Another Profile In Courage
Natan Sharansky recounts his learning of Ronald Reagan's calling the Soviet Union an evil empire. (Via Best of the Web):
In 1983, I was confined to an eight-by-ten-foot prison cell on the border of Siberia. My Soviet jailers gave me the privilege of reading the latest copy of Pravda. Splashed across the front page was a condemnation of President Ronald Reagan for having the temerity to call the Soviet Union an "evil empire." Tapping on walls and talking through toilets, word of Reagan's "provocation" quickly spread throughout the prison. We dissidents were ecstatic. Finally, the leader of the free world had spoken the truth--a truth that burned inside the heart of each and every one of us.I found this quite touching. It's one of those things that makes you feel the glow you associate with truth and right. Reagan was a man who understood right and wrong and the obligation to stand up for what is right. He didn't seem courageous at the time because all we heard were howls from the cowardly in the media, who saw such statements as scary provocations and portrayed Reagan as reckless. Funny that JFK's statement, "Ick bin ein Berliner!" was treated as bold, courageous and inspiring, while Reagan's statement sent the left into spasms of denunciation. The point was the same: The Iron Curtain and the Berlin Wall were evil.
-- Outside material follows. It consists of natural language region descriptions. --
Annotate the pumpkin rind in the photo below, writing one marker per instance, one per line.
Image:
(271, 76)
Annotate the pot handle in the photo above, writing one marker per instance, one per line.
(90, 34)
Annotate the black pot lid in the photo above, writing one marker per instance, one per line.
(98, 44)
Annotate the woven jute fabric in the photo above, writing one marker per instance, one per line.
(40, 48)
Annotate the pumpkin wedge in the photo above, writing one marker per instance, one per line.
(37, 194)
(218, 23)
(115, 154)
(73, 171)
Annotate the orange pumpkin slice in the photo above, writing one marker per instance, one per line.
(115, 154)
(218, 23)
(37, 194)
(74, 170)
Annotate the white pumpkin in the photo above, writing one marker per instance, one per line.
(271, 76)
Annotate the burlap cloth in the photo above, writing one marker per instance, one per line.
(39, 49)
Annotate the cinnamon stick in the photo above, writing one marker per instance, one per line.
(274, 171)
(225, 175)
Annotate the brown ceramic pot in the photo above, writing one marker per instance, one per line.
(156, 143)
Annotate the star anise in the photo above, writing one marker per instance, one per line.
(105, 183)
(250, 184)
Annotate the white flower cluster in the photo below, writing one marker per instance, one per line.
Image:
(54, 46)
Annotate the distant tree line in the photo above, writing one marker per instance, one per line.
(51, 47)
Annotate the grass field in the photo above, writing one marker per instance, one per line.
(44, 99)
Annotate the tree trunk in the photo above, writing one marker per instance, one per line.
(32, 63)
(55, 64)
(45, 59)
Note, however, that Reagan didn't treat Gorbachev as an evil person. Maybe Reagan was just the continuation of Kennedy's politics in an age when the Democratic Party had moved away from them. Reagan came from an era that recognized the evil of Communism and other attempts to impose tyranny on mankind. He also knew that it was antithetical to what Americans believe and that we had missed the opportunity to confront and destroy it many times since the end of WWII.
Bush is doing just what Reagan would have done. That is really what people today should remember.